Because there is no Minnesota legislative or judicial pronouncement that prohibits such agreements, we conclude that GSAs do not violate any articulated public policy of this state. By this opinion, however, we neither condemn nor condone gestational surrogacy. That is not our function. But a child has been born in this state as the result of the procedure, and the judiciary has been asked to determine the child's parentage and custody. That is our function.

III. The district court did not err in its application of Illinois law.

J.M.A. argues that even if the Illinois Parentage Act (IPA) governs parentage here, the district court erred in its application of the IPA because P.G.M. “did not comply with” the provisions of the Act. We see no error.

The IPA sets forth a procedure to determine parentage by the voluntary consent of the parties. See750 Ill. Comp. Stat. 45/6(a)(1) (2006) (authorizing consent agreements provided that the parties certify that they have met a series of requirements before the child's birth). The parties do not dispute that the GSA did not satisfy all of the statutory requirements for a consensual parentage determination. But failing to comply with the statutory provision does not invalidate the contract. Nor does it foreclose the district court from analyzing the child's parentage and custody in accordance with the law of the state chosen by the parties to govern those determinations, here, Illinois. Therefore, the district court correctly looked to the IPA's next subsection, which creates a rebuttable presumption of J.M.A.'s parentage. That subsection provides:

Unless otherwise determined by order of the Circuit Court, the child shall be presumed to be the child of the gestational surrogate and of the gestational surrogate's husband, if any, if all requirements of subdivision (a)(1) are not met prior to the birth of the child. This presumption may be rebutted by clear and convincing evidence.
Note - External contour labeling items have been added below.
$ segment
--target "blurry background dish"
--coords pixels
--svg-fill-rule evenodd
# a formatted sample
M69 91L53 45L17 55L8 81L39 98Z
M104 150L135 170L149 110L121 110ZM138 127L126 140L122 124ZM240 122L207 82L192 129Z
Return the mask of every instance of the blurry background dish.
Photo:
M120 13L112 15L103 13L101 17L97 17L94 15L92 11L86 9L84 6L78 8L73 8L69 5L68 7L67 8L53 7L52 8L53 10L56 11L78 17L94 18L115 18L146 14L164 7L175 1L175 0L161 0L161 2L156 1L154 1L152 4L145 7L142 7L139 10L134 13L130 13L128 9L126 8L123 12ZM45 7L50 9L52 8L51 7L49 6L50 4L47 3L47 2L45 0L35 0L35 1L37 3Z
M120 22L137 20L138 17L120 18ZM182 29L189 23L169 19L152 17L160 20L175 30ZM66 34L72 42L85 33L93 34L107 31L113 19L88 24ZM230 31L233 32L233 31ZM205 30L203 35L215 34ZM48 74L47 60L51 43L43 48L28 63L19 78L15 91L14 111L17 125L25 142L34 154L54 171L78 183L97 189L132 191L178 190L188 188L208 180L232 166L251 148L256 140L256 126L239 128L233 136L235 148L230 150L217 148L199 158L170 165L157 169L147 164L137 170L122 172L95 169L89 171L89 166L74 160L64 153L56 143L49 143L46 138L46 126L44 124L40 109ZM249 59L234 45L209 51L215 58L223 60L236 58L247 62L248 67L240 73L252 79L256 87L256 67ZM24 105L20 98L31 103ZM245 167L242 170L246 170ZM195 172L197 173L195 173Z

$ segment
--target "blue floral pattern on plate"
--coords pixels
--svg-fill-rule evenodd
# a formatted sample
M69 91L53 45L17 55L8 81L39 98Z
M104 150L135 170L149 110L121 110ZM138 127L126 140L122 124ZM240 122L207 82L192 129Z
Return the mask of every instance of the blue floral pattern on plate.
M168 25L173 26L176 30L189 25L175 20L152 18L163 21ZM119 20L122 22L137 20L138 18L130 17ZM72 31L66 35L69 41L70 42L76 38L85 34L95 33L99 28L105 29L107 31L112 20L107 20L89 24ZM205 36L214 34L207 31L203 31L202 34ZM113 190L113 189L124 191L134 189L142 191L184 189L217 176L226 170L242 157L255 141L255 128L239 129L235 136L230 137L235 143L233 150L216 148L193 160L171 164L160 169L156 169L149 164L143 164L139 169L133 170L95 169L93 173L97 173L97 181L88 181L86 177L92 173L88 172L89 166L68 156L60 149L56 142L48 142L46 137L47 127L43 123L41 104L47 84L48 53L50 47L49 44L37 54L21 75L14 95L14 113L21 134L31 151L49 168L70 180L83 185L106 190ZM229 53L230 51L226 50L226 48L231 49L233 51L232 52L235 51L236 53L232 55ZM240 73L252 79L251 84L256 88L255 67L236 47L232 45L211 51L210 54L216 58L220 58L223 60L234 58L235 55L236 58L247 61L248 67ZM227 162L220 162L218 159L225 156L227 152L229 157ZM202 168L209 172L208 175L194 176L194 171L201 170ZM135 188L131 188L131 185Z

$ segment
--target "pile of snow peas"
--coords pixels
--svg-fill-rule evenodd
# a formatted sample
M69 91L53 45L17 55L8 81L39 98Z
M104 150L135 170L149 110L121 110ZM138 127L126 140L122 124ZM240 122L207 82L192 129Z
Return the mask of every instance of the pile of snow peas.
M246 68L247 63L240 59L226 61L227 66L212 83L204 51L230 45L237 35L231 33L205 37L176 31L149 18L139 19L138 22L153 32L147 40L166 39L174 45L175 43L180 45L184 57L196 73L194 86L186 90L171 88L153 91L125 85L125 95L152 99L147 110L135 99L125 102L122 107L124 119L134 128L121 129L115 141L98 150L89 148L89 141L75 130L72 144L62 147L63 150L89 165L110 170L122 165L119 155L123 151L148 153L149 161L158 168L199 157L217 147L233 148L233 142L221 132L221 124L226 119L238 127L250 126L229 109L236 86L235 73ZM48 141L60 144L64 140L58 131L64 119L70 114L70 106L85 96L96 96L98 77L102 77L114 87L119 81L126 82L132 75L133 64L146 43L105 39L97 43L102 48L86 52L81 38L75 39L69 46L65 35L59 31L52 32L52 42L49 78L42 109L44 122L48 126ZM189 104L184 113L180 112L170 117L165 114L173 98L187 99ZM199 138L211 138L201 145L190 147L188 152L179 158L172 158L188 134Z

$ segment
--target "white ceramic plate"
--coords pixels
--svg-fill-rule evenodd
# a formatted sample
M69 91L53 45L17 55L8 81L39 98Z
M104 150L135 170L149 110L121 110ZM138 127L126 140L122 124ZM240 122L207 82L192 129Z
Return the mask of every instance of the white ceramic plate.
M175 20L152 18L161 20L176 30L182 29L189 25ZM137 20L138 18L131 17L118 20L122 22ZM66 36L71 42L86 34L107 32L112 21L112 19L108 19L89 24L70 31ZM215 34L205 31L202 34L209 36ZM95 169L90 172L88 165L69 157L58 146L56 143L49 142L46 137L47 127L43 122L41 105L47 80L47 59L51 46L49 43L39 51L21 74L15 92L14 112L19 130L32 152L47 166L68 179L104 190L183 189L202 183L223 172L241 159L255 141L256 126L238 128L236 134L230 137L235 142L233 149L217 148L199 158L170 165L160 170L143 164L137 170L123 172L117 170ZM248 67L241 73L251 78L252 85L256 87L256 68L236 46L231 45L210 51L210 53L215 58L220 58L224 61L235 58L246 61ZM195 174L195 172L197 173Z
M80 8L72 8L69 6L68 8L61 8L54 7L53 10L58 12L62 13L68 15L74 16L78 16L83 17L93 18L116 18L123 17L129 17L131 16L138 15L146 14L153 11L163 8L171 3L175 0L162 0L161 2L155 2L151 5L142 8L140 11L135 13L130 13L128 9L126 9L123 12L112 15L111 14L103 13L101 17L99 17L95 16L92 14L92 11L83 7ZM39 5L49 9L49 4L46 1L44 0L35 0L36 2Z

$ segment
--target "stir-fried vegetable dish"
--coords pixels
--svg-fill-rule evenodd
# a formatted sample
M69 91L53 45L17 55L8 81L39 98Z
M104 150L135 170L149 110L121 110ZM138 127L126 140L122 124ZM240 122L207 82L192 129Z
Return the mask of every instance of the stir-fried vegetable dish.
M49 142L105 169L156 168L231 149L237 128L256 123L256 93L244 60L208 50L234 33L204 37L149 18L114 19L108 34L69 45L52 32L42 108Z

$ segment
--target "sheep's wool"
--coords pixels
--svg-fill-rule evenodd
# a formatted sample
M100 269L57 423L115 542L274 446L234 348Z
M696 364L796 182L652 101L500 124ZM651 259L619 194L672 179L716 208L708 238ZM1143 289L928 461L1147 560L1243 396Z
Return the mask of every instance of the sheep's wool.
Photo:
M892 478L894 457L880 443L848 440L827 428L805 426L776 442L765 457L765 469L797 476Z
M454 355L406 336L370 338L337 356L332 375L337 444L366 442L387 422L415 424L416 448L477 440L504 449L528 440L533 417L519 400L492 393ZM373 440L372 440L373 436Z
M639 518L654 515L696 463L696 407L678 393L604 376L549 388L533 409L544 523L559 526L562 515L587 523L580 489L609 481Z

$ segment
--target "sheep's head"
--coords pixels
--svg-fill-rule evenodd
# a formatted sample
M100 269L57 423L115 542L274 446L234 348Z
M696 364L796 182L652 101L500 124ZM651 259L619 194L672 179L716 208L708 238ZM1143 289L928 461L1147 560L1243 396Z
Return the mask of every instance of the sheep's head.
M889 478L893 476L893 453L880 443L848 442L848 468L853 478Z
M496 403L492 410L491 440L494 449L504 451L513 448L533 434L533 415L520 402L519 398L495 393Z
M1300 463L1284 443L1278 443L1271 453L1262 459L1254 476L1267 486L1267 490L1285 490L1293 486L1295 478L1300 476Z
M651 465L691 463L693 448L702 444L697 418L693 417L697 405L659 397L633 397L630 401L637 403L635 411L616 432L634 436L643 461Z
Thus, the district court properly determined that J.M.A. was the child's presumptive mother and that P.G.M. could rebut that presumption by showing that J.M.A. was not the child's mother by clear-and-convincing evidence.

We agree with the district court that there is clear-and-convincing evidence rebutting the presumption that J.M.A. is the child's mother. We agree with the district court that P.G.M. could overcome J.M.A.'s presumptive parentage by “meeting the substantive requirements of 750 Ill. Comp. Stat. 45/6(a)(1)(A-F)... [and by using] genetic testing to support his position.”The evidence supports the district court's findings that (1) J.M.A. admitted, and genetic testing confirmed, that she is not the child's biological mother; (2) the child was conceived by using an anonymous egg donor; (3) DNA testing established that there is a 99.99% probability that P.G.M. is the child's biological father; (4) Dr. Seth Levrant performed the embryo transfer that resulted in J.M.A.'s gestational surrogacy; and (5) the parties intended to enter into an agreement that complied with the relevant Illinois statutes. The district court did not err, therefore, when it analyzed the child's parentage under the IPA, and, in doing so, concluded that P.G.M. had rebutted J.M.A.'s presumptive parentage.